2004 yılında Avrupa’da, Avrupalı Türk Demokratlar Birliği UETD adı altında bir STK kuruldu. Bu örgütün binasının açılışını birlikte gerçekleştirmiştik. 20 bin vatandaşımızla hasret giderdik. Önce LED kurulmasına müsaade etmişlerdi, sonra onu da yasakladılar. Ki dışardan bunun izlenmesi çok daha farklı hale gelecek. Fakat LED ekran kurulmamasına rağmen, gerçekten oluşan ambiyans çok daha farklı. Orada iki şeyi bir arada yaptık.

İndirilen okunan hatmi şerifler, kasideler, ilahiler ve orada yine aynı şekilde hocalarımızın gerçekten çift hocamızın birlikte okumuş olduğu ezan o arenadaki havayı farklı bir heyecana farklı bir hem orada bir sükunet bir sühunet ve ardından da büyük bir coşku. Burada Diyanet İşleri Başkan Yardımcımız duasını yaptı. Başbakan yardımcımız oldu, UETD başkanının konuşmaları oldu. Ardından şahsım bir hitabı oldu.

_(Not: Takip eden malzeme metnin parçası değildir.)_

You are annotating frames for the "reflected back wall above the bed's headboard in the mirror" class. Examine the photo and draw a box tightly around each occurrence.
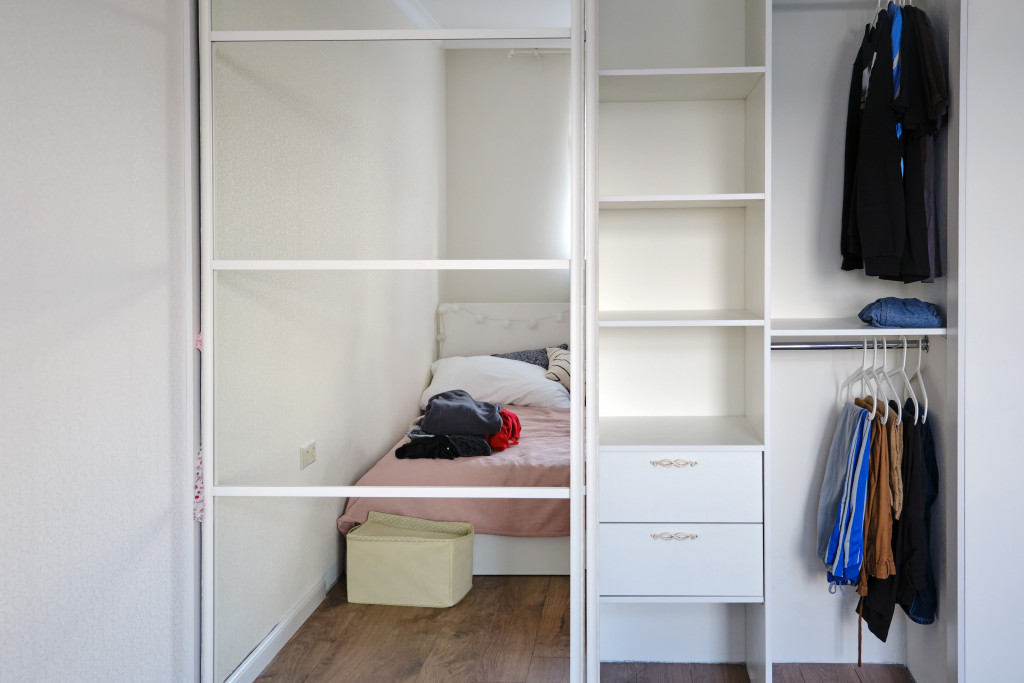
[441,49,571,302]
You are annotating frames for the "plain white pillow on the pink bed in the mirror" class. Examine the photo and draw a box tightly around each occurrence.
[420,355,569,410]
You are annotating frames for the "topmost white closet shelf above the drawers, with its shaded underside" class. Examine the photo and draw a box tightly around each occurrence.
[598,67,765,102]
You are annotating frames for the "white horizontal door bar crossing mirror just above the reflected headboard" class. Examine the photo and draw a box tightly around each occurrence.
[213,259,569,270]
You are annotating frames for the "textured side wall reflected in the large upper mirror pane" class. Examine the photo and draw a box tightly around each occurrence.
[214,42,444,258]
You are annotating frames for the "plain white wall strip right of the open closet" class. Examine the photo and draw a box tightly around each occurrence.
[963,0,1024,681]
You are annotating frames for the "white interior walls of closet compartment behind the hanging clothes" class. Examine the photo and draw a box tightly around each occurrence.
[769,0,961,681]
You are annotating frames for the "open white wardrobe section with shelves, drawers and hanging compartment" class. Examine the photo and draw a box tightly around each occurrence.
[587,0,963,681]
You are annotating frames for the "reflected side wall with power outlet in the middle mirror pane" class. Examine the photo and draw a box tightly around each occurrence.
[214,271,437,486]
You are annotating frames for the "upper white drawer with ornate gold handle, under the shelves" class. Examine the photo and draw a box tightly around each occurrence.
[598,451,764,522]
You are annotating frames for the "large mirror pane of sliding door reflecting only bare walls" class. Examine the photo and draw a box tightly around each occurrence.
[214,41,571,259]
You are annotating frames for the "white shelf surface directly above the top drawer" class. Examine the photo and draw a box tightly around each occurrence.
[598,415,764,451]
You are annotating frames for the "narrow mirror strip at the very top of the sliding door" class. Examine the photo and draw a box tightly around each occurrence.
[213,0,570,31]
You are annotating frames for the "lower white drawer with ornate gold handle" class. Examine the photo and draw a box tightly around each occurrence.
[599,523,764,597]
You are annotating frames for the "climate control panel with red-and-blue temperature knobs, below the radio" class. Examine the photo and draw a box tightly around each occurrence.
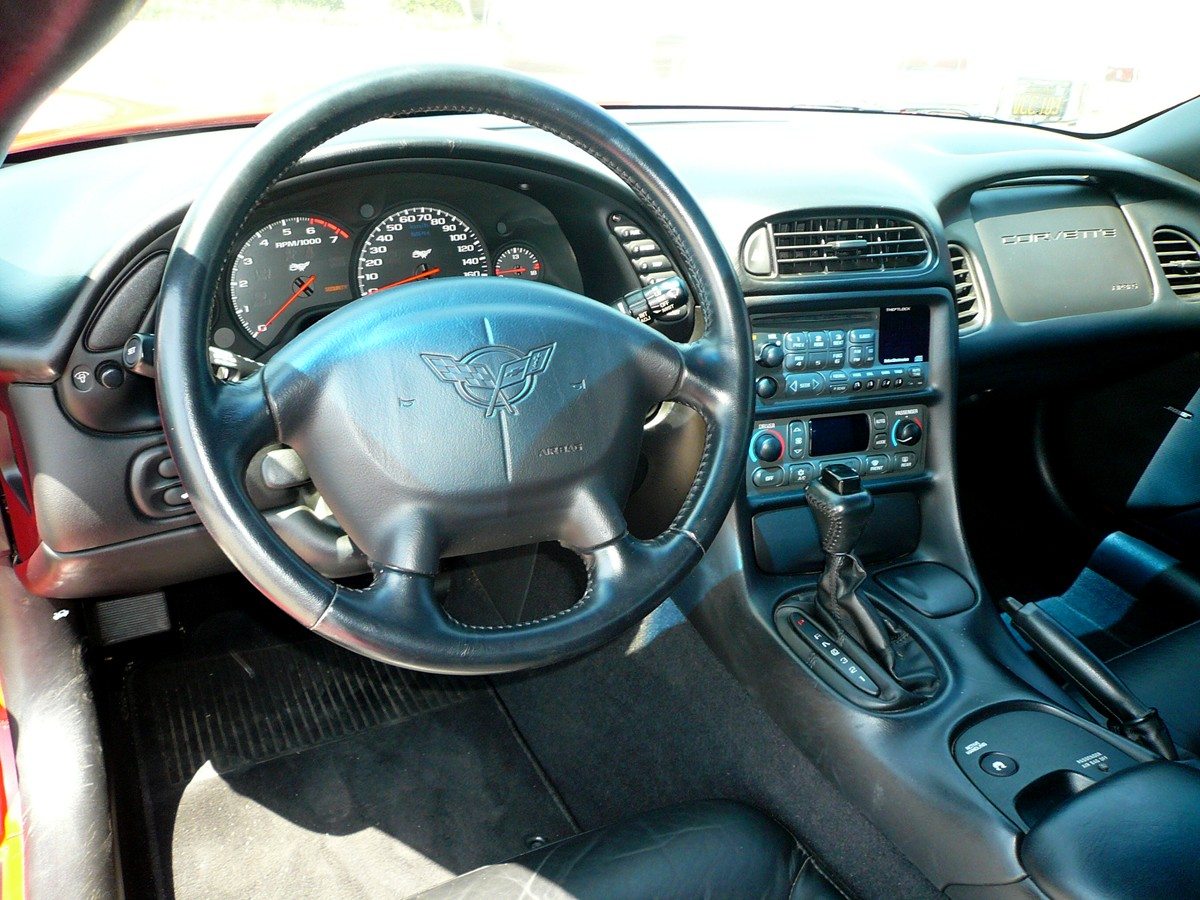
[746,404,929,496]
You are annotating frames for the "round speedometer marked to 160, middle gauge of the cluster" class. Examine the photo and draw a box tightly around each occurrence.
[358,206,491,294]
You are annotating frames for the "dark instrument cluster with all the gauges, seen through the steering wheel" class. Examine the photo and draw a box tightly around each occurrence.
[220,172,582,358]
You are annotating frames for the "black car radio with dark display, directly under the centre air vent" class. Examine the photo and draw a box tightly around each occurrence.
[751,305,929,407]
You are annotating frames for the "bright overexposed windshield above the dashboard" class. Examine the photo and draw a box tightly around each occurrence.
[14,0,1200,149]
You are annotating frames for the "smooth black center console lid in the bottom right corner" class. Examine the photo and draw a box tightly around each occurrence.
[1020,762,1200,900]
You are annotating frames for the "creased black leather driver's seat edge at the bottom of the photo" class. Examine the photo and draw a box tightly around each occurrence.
[419,800,842,900]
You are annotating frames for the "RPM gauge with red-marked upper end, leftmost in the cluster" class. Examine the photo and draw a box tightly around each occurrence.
[229,216,352,347]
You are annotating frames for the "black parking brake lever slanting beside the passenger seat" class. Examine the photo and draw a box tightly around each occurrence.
[1001,596,1178,760]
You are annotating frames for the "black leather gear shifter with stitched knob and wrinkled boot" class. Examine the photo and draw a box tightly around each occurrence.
[805,463,895,672]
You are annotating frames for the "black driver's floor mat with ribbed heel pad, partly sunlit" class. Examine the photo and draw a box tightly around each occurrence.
[122,641,575,899]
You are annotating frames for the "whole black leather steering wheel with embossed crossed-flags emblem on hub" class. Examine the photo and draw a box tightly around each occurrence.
[157,67,752,674]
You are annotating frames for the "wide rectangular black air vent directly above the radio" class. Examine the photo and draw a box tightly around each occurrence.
[772,216,930,277]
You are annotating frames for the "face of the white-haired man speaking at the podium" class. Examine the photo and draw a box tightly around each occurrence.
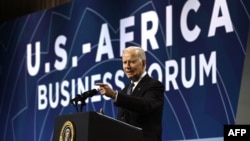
[122,50,146,81]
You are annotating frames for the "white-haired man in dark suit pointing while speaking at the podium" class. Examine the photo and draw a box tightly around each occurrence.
[97,46,164,141]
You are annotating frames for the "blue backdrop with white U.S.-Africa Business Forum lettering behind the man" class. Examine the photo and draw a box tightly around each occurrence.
[0,0,250,141]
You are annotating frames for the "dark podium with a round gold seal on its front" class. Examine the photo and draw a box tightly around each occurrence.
[53,112,143,141]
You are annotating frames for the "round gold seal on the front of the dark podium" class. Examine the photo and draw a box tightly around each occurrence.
[59,121,75,141]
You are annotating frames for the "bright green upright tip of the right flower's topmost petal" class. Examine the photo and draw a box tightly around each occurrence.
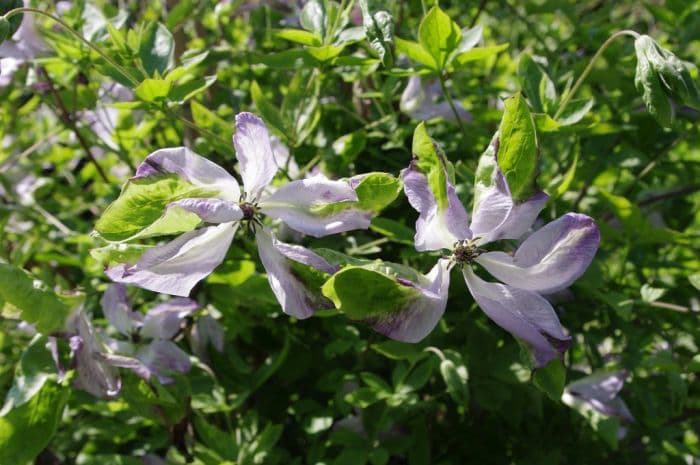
[498,93,539,201]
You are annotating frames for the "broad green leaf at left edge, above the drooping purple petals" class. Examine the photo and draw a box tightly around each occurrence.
[0,260,71,334]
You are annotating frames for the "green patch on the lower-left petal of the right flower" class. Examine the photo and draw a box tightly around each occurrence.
[321,266,421,320]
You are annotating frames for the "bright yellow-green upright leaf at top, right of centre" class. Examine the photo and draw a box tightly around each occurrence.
[418,6,462,71]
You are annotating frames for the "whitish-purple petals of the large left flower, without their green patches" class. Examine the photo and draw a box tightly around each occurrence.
[106,113,372,318]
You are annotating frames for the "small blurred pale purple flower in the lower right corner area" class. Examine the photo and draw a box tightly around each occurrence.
[561,370,634,422]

Tabi Almanya’ya yapacağımız ziyaret, alman medyasında tedirginlik oluşturdu. Medyanın önemli bir kısmı çok aleni şekilde ırkçı ifadelere başvurmaktan kaçınmadı. Türkiye’deki bazı medya kuruluşlarıyla ortak bir dil kullanarak, saldırıları elbette umursamadık. Hatta bazıları bize oraya gitmememizin uygun olacağını söyledi. Dedik ki, orada üç milyon Türk var mı, var. Biz oraya gideriz. Bedeli ne olursa olsun gideriz.

'ALMAN MEDYASI IRKÇI BAŞLIKLARLA BİZE SALDIRDI'

Sayın Merkel ile bir telefon görüşmemiz oldu. Hem bu ziyareti hem de sayın Merkel bir kez daha Soma nedeniyle taziyelerini iletti. Hatta teknoloji noktasında da müşterek işler yapabileceğimizi ifade etti. Almanya’da görüşmelerimizi yaptık, Köln Arena’da sağduyulu kardeşlerimizin arasında hasret giderdik.

Tabi şurası ilginç, Alman medyası ırkçı nefret dolu başlıklarla bize saldırırken, AP seçimleri de Avrupa’da güçlenen tehdidin sinyalini verdi. Biz yıllardır ırkçı saldırılara dikkat çekmeye çalışıyoruz. Türklere yönelik Neonazi cinayetlerine vurgu yapıyor, bu tehlikeye Avrupa’nın önlem almasını ifade ediyoruz. Burada tabi bir şeyi özellikle söylemek isterim. Sözde bir Türk, bir siyasi partinin eş başkanı. Toplantının öncesinde ve sonrasında kullandığı ifadeler çok çirkin. Sen nasıl demokratsın? Seni Türkiye Cumhuriyeti’nin Başbakanının oraya gelmesi bu kadar rahatsız mı ediyor?

Vatandaşlarımızın bir kısmının olumsuz yaklaşımını nasıl yatıştırdığı ortada. Kusura bakma, senin Sayın Merkel’e ne kadar saygı duyacağını biliriz. Ama biz saygıyı en güzel şekilde ifade etmesini de biliriz. Ama önce sen kökenin itibariyle, mensubu olduğun ülkenin başbakanına bu şekilde konuşma hakkına sahip değilsin. Nerede milletvekili olursan ol önce haddini bileceksin. Zaten eş başkanlığını yaptığın bir başka bayan vardı şimdi değil zannediyorum. O da zaman zaman birçok şeyler yapar konuşurdu, ama biz Türkiye’nin kapılarını ona kapatmadık. Ama sen ileri gittin. Bunlara senin gücün yetmez önce haddini bileceksin.